At Easter, we remember God’s miracle of the Resurrection of Jesus, raised from the dead. Jesus had been dead only 2 days, no time for Him to decay into the very dry bones we read about in Ezekiel. The same Spirit of God who for Ezekiel raised the bones to living, breathing people, raised Christ from the dead; and the same Spirit of God, whom the Disciples received at Pentecost, lives in us as Christians.
The end of our reading brings God’s explanation to Ezekiel of what the vision of very dry bones means: “these bones are the whole house of Israel.” God heard their cry: “Our bones are dried up, and our hope is lost; we are cut off completely.”
We may feel like the very dry bones. We may feel that our hope is lost.
Although Ezekiel died before he could see it, the Jewish exiles did return to their homeland, they rebuilt the Temple: the Jewish people experienced a resurrection of faith and identity, albeit only for 600 years until 70CE, when the Romans destroyed the Temple and razed Jerusalem to the ground.
Ezekiel’s vision offers us a vision of how much God can do for us, we who are God’s beloved creation. As Christians, we also have the assurance of God’s raising Christ from the dead, and God’s Spirit lives in us.

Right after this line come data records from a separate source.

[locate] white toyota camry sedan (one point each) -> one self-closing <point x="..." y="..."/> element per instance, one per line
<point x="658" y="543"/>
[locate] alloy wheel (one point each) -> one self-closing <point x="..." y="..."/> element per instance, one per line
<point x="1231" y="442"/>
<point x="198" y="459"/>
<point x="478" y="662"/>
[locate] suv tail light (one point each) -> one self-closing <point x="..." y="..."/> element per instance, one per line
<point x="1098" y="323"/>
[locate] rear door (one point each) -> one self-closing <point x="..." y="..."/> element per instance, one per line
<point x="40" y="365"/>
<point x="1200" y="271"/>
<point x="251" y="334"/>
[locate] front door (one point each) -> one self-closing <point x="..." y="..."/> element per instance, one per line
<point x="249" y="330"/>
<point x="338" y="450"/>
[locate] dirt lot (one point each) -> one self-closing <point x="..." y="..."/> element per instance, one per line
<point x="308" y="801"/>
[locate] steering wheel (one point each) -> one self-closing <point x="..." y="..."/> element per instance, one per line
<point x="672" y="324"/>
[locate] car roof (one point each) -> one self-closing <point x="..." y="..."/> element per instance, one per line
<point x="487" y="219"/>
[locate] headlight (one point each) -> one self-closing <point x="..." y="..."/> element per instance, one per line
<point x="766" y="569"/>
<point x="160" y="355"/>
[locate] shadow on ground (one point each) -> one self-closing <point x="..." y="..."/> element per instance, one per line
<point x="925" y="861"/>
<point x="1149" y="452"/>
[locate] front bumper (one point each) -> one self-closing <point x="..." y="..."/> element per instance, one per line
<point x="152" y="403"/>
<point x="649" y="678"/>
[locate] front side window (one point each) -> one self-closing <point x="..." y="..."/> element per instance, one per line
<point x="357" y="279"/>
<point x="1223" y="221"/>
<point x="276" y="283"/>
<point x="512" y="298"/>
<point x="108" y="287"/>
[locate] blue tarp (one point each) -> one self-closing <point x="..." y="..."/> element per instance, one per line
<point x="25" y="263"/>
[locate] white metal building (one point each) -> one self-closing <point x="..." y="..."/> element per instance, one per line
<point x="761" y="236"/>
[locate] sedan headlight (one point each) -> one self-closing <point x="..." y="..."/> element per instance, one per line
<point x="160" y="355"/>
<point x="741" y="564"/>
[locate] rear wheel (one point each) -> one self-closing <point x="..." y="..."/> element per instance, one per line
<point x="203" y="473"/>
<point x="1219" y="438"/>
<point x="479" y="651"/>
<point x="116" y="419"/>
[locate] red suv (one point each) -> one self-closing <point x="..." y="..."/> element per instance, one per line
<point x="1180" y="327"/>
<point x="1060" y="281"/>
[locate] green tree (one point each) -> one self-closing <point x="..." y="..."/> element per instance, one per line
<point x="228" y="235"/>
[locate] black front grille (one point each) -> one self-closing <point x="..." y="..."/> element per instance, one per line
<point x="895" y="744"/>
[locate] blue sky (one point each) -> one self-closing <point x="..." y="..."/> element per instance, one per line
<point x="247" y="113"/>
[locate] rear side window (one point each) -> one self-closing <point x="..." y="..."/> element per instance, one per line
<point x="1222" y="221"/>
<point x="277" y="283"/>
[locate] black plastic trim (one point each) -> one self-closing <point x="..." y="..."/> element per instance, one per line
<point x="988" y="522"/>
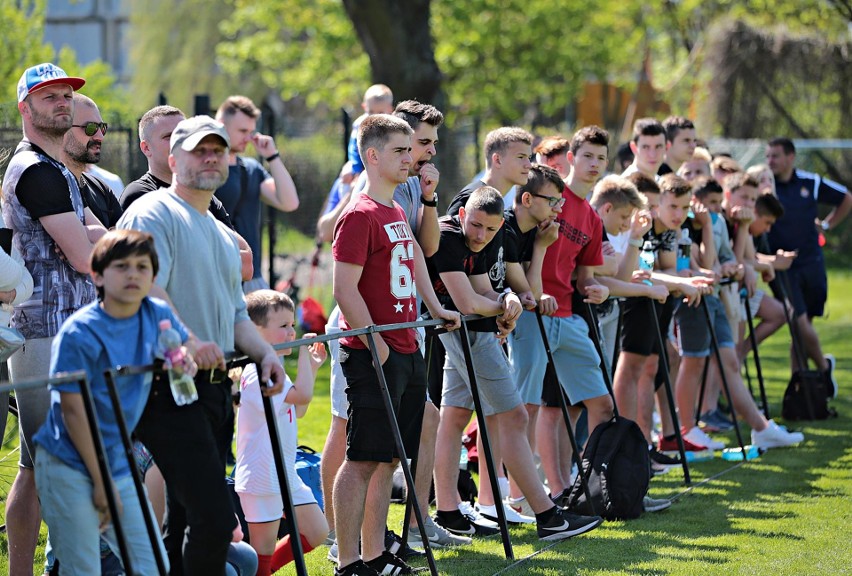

What can we learn from Ezekiel? In his darkest moment, Ezekiel said neither “yes” nor “no” to God; he trusted in God, he surrendered to God and responded to God’s call. Most importantly, Ezekiel became part of what God was doing.
Like Ezekiel, we are the mortal children of God, but because of Jesus’ death and resurrection, we become the immortal children of God. Easter and the power of resurrection is not a one-off wonder: for Christians, we live the Resurrected life each and every day.